XTS is a scheme for turning a block cipher (AES in this case) into a _tweakable_
block cipher. Tweakable block ciphers incorporate a _tweak_ which is cheaper to
change than the key, with the assumption being that the tweak will change with
each block or sequence of blocks. XTS-AES in particular is used in disk
encryption, where the sector number or the like might be incorporated into the
tweak to prevent the same data in different places on the disk being encrypted
into the same ciphertext.

### LDT

LDT is the current state of the art in length
doublers: [Efficient Length Doubling From Tweakable Block Ciphers](https://eprint.iacr.org/2017/841.pdf)
. It builds on top of a tweakable block cipher, which is why we also have an XTS
implementation.

A length doubler is a way of adapting a block cipher to act as a secure PRP (
pseudo random permutation) on data of lengths in `[block size, 2 * block size)`.
For comparison, block ciphers act as PRPs on one block at a time rather than the
whole message. Wide block modes would also work, but have higher overhead.

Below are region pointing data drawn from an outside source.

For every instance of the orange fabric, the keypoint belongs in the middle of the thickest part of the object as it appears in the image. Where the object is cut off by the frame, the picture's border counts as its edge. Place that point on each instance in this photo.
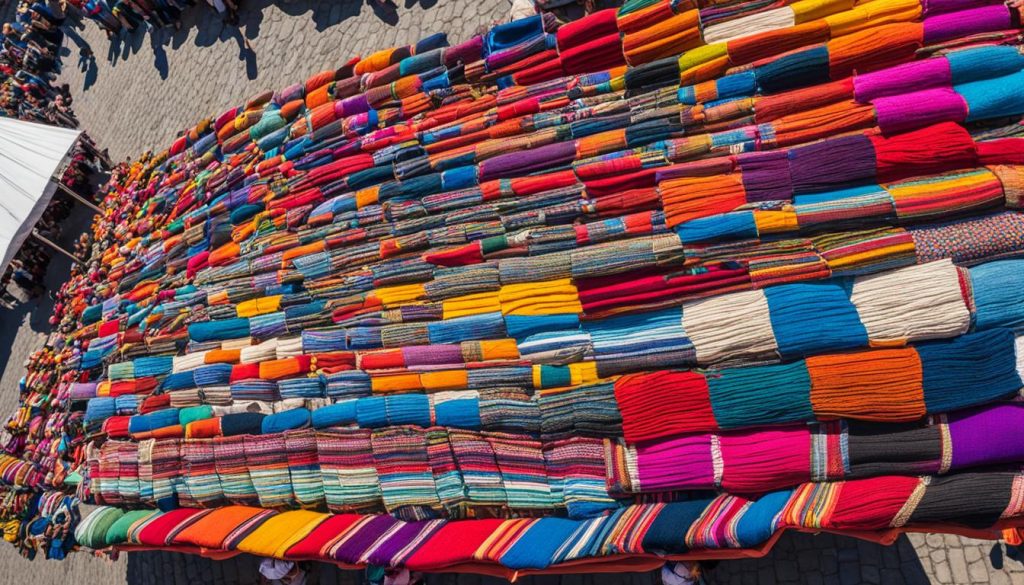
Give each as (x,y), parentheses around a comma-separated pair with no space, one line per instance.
(206,428)
(750,49)
(211,530)
(222,357)
(883,385)
(689,198)
(395,383)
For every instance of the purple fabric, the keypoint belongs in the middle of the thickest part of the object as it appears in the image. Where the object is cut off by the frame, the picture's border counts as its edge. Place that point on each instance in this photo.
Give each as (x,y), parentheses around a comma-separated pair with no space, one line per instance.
(388,552)
(82,390)
(438,354)
(682,463)
(933,7)
(833,163)
(903,78)
(987,435)
(525,162)
(766,176)
(351,106)
(355,545)
(919,109)
(966,23)
(469,51)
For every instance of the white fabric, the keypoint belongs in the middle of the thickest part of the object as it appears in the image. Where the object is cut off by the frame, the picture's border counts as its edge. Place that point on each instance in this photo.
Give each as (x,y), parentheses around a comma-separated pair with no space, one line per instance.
(912,303)
(729,327)
(752,25)
(30,155)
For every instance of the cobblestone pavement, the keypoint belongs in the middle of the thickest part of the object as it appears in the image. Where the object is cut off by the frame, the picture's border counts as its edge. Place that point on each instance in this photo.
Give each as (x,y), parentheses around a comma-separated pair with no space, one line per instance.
(142,88)
(146,86)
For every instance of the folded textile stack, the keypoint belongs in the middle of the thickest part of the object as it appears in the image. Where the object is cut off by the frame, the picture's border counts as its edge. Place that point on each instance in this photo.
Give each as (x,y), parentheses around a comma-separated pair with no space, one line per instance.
(658,283)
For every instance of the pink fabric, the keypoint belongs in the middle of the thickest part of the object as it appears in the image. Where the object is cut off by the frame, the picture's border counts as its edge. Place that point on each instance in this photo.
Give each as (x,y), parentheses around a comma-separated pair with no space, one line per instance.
(901,79)
(682,463)
(919,109)
(966,23)
(757,461)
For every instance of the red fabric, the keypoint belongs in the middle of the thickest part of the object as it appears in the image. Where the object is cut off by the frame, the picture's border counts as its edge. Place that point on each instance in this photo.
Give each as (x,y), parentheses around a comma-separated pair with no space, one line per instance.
(598,54)
(109,328)
(616,183)
(161,530)
(595,26)
(936,149)
(309,547)
(602,293)
(244,372)
(117,427)
(454,543)
(551,69)
(663,404)
(155,403)
(867,504)
(462,256)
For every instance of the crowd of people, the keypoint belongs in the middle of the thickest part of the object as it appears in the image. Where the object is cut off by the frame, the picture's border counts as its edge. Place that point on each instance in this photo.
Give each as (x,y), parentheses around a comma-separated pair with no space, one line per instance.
(116,15)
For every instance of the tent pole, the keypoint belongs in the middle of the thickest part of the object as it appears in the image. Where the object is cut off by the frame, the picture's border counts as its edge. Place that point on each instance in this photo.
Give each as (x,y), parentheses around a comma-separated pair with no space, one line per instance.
(62,187)
(76,259)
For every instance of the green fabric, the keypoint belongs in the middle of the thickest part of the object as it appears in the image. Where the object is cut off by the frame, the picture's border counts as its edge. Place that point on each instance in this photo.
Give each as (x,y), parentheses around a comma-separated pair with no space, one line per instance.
(192,414)
(118,533)
(92,532)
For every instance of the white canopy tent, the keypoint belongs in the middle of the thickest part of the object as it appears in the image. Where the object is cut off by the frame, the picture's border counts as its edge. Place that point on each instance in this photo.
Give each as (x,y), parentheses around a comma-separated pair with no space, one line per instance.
(31,155)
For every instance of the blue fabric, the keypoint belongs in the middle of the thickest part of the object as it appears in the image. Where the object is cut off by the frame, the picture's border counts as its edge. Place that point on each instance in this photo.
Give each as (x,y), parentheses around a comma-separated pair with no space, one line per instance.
(178,381)
(371,412)
(153,421)
(758,523)
(734,225)
(737,85)
(969,370)
(993,97)
(760,394)
(984,63)
(462,413)
(998,294)
(282,421)
(668,533)
(408,409)
(511,34)
(460,177)
(335,415)
(536,548)
(812,318)
(483,326)
(837,195)
(521,327)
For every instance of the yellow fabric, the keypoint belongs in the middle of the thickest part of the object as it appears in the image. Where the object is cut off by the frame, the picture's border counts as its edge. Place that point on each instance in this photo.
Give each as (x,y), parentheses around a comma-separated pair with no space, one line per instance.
(584,373)
(775,221)
(700,55)
(279,533)
(807,10)
(367,197)
(550,297)
(400,294)
(260,305)
(471,304)
(872,14)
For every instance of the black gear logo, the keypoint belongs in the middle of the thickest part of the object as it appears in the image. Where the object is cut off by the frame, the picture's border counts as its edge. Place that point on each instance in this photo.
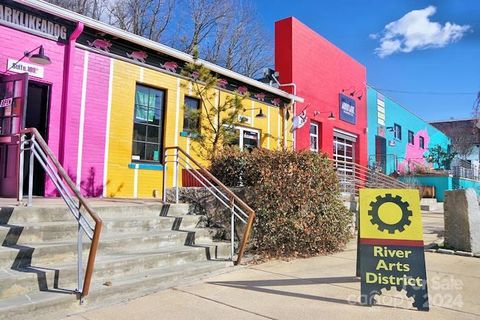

We use a length doubler in Nearby Presence so that changing any ciphertext bit
should flip each bit in the decrypted plaintext with 50% probability for each
bit, making it possible to detect changes anywhere because it is very unlikely
for none of the bit flips to affect the metadata key (which has a known digest).